1992: Retired But as Busy as Ever
When we first wrote about her in 1992, we mentioned Freddie Groomes’ daily habit of waking up at 5 a.m. for a 5-mile walk around the Florida A&M University track in preparation for the busy day ahead.
“It’s a real stressbuster and a real shot in the arm for me,” Groomes told writer Ann Morrow. “This energetic start helps set the tone for her fast-paced job as executive assistant to the president at Florida State University — a resource person for the administration,” Morrow wrote. For the past 20 years, Groomes has been unwavering in her goal of championing the cause of equal opportunity for ethnic minorities, women and the disabled.
Today, Groomes walks 3 miles three times a week and bikes 5 miles twice a week with her husband, Dennis McLendon Sr. She is retired, but that doesn’t mean she’s slowing down.

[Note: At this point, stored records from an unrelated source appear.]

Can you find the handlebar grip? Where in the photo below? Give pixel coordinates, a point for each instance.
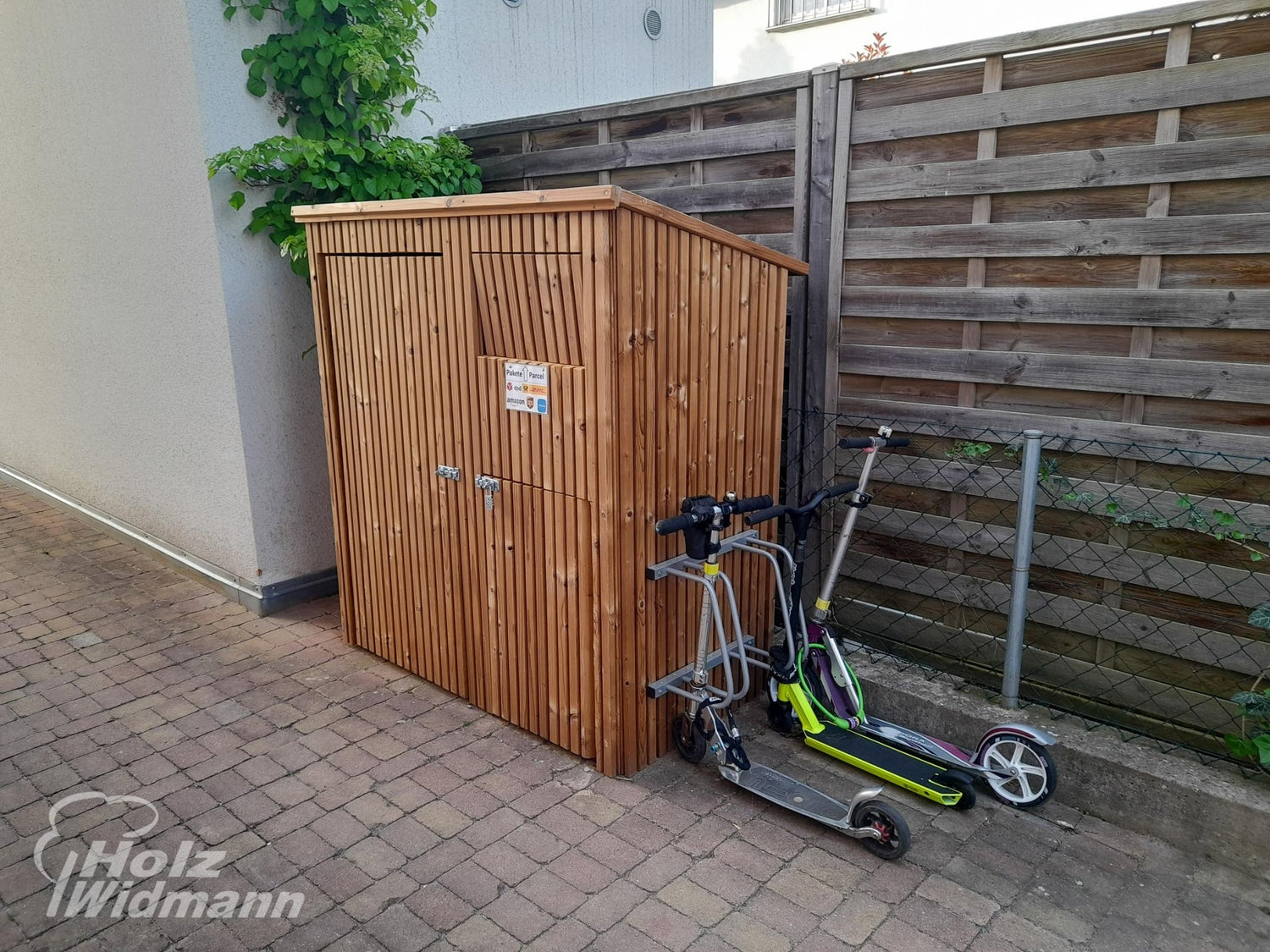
(752, 504)
(833, 492)
(765, 515)
(676, 523)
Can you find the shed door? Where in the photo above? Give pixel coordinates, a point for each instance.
(538, 658)
(396, 348)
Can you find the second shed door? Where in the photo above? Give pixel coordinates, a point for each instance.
(399, 344)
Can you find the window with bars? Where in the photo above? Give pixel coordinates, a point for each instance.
(792, 13)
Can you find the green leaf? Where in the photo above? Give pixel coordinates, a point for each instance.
(1262, 744)
(309, 127)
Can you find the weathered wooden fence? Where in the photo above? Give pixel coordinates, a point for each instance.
(1064, 230)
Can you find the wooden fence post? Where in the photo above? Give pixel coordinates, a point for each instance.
(820, 368)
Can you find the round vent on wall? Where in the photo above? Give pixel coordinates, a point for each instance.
(652, 23)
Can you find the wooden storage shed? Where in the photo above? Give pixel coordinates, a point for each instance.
(516, 388)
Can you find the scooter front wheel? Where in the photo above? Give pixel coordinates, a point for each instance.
(687, 738)
(896, 838)
(1021, 772)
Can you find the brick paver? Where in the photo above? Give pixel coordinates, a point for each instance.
(411, 820)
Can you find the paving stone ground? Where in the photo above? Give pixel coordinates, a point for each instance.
(411, 820)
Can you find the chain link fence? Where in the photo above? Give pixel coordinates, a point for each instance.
(1147, 569)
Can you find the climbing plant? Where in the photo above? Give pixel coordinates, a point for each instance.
(342, 75)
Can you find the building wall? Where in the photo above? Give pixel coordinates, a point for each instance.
(116, 373)
(152, 355)
(566, 53)
(744, 48)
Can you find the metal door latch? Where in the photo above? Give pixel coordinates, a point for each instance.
(490, 485)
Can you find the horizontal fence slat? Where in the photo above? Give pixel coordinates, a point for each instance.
(1206, 449)
(1132, 566)
(748, 89)
(1067, 674)
(1085, 238)
(1246, 157)
(1206, 647)
(1214, 81)
(726, 195)
(993, 482)
(726, 141)
(1236, 309)
(784, 244)
(1194, 380)
(1035, 40)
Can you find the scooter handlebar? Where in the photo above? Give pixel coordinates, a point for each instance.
(842, 487)
(752, 504)
(676, 523)
(765, 515)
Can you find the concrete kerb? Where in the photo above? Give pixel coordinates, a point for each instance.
(1173, 797)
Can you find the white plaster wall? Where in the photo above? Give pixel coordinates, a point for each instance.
(744, 48)
(116, 380)
(152, 353)
(268, 314)
(492, 61)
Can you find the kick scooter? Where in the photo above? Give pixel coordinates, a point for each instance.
(708, 724)
(813, 685)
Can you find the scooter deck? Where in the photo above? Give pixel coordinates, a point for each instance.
(790, 794)
(898, 767)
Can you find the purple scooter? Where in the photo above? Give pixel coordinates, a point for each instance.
(813, 687)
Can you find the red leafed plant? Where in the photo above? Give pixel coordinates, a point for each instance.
(871, 51)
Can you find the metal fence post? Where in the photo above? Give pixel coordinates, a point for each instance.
(1023, 564)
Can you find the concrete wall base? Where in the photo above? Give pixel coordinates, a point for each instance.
(262, 599)
(1201, 809)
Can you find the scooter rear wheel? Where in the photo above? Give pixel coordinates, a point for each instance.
(896, 838)
(1038, 776)
(687, 738)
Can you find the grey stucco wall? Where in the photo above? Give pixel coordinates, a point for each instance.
(116, 377)
(152, 353)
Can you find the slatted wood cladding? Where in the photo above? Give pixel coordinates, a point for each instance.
(662, 339)
(1067, 230)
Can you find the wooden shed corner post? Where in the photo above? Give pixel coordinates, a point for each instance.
(610, 758)
(817, 349)
(319, 289)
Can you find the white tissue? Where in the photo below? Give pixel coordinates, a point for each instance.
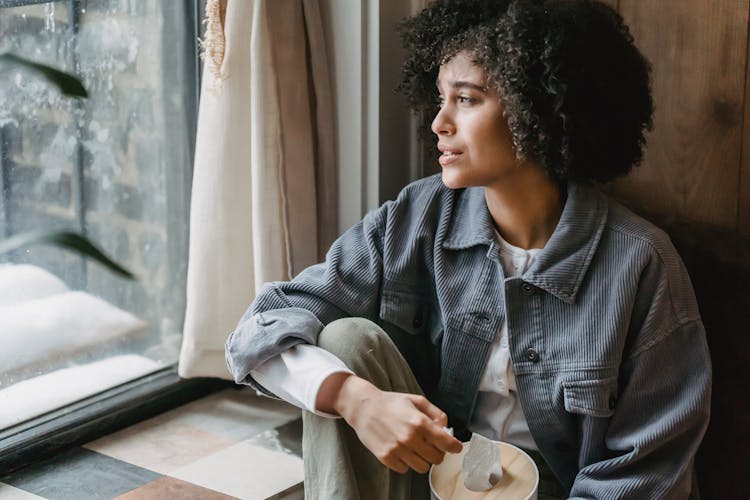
(481, 469)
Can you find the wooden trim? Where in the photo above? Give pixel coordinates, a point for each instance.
(99, 415)
(743, 185)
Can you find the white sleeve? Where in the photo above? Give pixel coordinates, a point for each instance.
(296, 375)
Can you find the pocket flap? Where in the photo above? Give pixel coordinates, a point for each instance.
(596, 398)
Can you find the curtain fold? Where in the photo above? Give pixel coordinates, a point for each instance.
(257, 213)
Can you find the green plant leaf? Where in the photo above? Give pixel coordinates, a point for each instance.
(64, 239)
(67, 83)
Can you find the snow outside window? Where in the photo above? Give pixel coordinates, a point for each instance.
(115, 166)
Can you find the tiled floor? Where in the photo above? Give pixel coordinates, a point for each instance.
(231, 444)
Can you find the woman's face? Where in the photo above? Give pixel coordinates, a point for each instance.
(473, 136)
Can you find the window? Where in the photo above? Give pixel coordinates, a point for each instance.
(116, 167)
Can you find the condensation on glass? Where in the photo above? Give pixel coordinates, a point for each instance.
(116, 167)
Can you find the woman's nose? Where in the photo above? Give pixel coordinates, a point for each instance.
(442, 123)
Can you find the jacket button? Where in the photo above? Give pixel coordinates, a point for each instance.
(562, 446)
(418, 321)
(532, 355)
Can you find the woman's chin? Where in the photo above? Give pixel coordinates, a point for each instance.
(451, 180)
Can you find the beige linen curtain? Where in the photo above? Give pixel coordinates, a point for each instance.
(264, 185)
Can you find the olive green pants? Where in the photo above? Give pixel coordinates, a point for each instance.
(337, 464)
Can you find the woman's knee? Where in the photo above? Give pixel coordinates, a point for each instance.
(350, 338)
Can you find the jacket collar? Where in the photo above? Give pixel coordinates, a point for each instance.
(561, 266)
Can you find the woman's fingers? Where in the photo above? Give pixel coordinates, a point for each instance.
(403, 431)
(436, 414)
(415, 462)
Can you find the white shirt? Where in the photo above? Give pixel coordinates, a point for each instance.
(297, 373)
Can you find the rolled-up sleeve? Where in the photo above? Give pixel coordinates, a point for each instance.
(285, 314)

“I’m a member of Alpha Kappa Alpha Sorority, and I serve on their national board,” she said. “And that keeps me pretty busy. I’m also on the board of trustees at Edward Waters College in Jacksonville. And I serve on the board of trustees at my church, Bethel AME. I’m a member of the Capital Women’s Network, and I serve on the executive board there. And I’m a member of The Drifters Inc. (an African-American women’s service organization), and I’m vice president.”
Groomes landed the position of executive assistant to then president Stanley Marshall in 1972 after being recommended for it by the dean of the College of Education.
“I was a graduate student working on my Ph.D. and became very active as a student advocate for enhancing the representation of minorities and women in the College of Education,” she says.
She ended up holding the position for 32 years.
Raising two children who went on to have successful careers is an accomplishment Groomes is proud of, as well as writing her first book, which explores the characteristics that set apart successful leaders in both educational and corporate settings. Successful leaders need to welcome diversity, Groomes said.
“Effective organizations demonstrate their respect for diversity, and for the worth and dignity of all persons,” she says. “That means so much. It’s part of my personal philosophy.”